Unicode Normalise a String in Rails
One strange issue I had on Scribbles, especially with creating a
page/post url based on the title, was that sometimes someone would
use... wait for it... full-width characters. Huh? What?
Yes,
I never encountered this... EVER. Here is a full-width page title:
About
Now that actually is just "About" but as "full-width"
characters, and that poses a problem.
When Scribbles saves a
post or page, it'll go ahead and try and parameterize
the page/post
title. Here is a an example of my method:
if self.title.present? url = self.title.parameterize else url = "#{self.published_date.strftime("%Y-%m-%d")}" end
The problem with full-width characters is that they're not standard, so
calling parameterize
would just return empty — and thus just throw
errors like there is no tomorrow.

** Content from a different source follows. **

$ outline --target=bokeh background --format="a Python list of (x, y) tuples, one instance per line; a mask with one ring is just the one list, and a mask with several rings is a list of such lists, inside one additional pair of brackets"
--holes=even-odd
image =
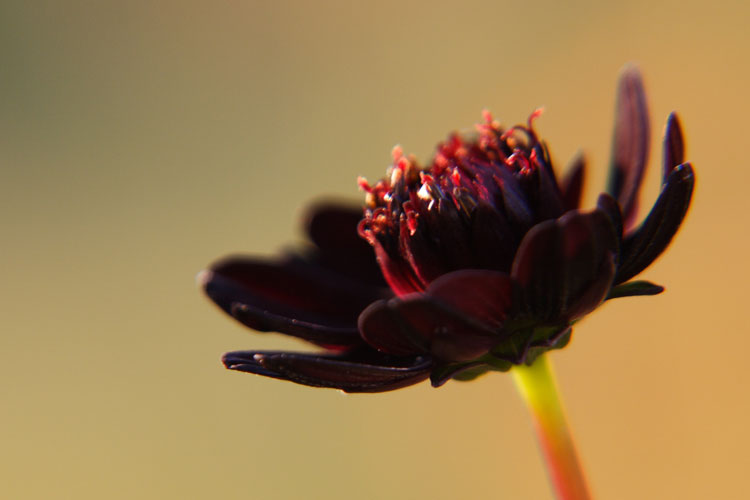
[(483, 108), (605, 180), (618, 71), (697, 168), (674, 245), (553, 355), (598, 498), (746, 498), (744, 1), (0, 2), (0, 497), (550, 498), (511, 378), (381, 395), (225, 371), (253, 334), (199, 292), (299, 242), (391, 147), (427, 160)]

Not really, but having an empty url
kinda defeats the purpose of create a URL.
Thankfully Rails
has a built in string helper called unicode_normalize
. You can see
what it does
here in the docs.
So now I do the following:
url = self.title.unicode_normalize(:nfkc).parameterize.downcase
You can see here I also added :nfkc
which applies compatibility
decomposition, followed by canonical composition. No idea what that
means, but Rails suggested it as it threw an error in my initial
attempt. I also added a downcase
just to make sure everything is lower
case.
Anyway, this was interesting to figure out.